Importantly, the study uncovered that the levels of THPs were significantly higher in the feces of pregnant women in their third trimester compared to non-pregnant individuals. This suggests that pregnancy induces changes in the gut microbiome that enhance the production of THPs. Metagenomic sequencing revealed that bacteria harboring the gene cluster responsible for this conversion were more abundant in pregnant women, indicating a microbiome shift that could influence hormone levels during pregnancy.
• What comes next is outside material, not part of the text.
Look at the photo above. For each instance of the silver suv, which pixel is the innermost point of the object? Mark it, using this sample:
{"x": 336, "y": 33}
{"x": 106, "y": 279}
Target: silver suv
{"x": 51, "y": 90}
“One hypothesis for why postpartum depression develops is that there is a precipitous drop in some hormones, including some neurosteroids, following delivery, and this drop in neurosteroids causes depression in some women. However, we still don’t understand why some women develop PPD while others don’t (~1 in 7 women develop PPD after birth).”

“One of the most striking results from our paper is that levels of THPs are 100-fold higher in the feces of women in the third trimester of pregnancy compared to non-pregnant people. This change cannot be completely explained by the increase in steroids in bile generally during pregnancy, suggesting that gut bacteria may be contributing to THP production during pregnancy. Indeed, we found that levels of the gene cluster that we identified that makes THPs are significantly higher during late pregnancy compared to non-pregnant people.”
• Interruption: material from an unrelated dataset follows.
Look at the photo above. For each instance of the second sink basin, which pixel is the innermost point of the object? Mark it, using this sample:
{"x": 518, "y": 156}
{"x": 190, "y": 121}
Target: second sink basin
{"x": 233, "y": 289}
The researchers also performed fecal microbiota transplants from pregnant donors into germ-free mice. The recipient mice exhibited increased levels of THPs in their feces, further supporting the role of the microbiome in hormone production. Additionally, co-colonization of germ-free mice with E. lenta and EcN resulted in significant THP production, demonstrating that these bacteria can work together in vivo to produce hormones from endogenous steroids.

“It’s known from our work and the literature that germ-free mice and rats that lack a microbiome only contain the substrates (the corticoids) in their feces and no THPs. Together, these data suggest that the microbiome strongly contributes to THP production in the gut, and that these THPs may have effects on host health, including behavior.”

Summarizing the findings in simple terms, Devlin explained: “We’ve found that ‘bugs make drugs.’ That is, we’ve found that bacteria in our gut produce allopregnanolone, also known as brexanolone or Zulresso, an FDA-approved drug to treat postpartum depression. Allopregnanolone was a known natural product and neurosteroid, but we discovered that gut bacteria make it and also how they make it (the genes responsible). We also found that levels of this molecule as well as the abundance of the bacterial genes are substantially increased in the feces of people in their third trimester of pregnancy, suggesting that bacterial production of this compound may have an impact on women’s health, particularly during pregnancy.”

Looking forwards, the researchers said long-term studies tracking hormonal changes throughout pregnancy and postpartum periods are necessary to better understand the microbiome’s role in conditions like postpartum depression.

“We want to do more studies looking longitudinally at feces during the first, second, and third trimesters and after delivery in women who do and do no develop PPD to understand better if the microbiome is contributing to levels of neurosteroids throughout pregnancy and whether the microbiome could contributing to or perhaps preventing PPD. Down the road, as a community, we could think about microbiome-targeted therapies for neurological conditions like depression.”

The study, “Gut bacteria convert glucocorticoids into progestins in the presence of hydrogen gas,” was authored by Megan D. McCurry, Gabriel D. D’Agostino, Jasmine T. Walsh, Jordan E. Bisanz, Ines Zalosnik, Xueyang Dong, David J. Morris, Joshua R. Korzenik, Andrea G. Edlow, Emily P. Balskus, Peter J. Turnbaugh, Jun R. Huh, and A. Sloan Devlin.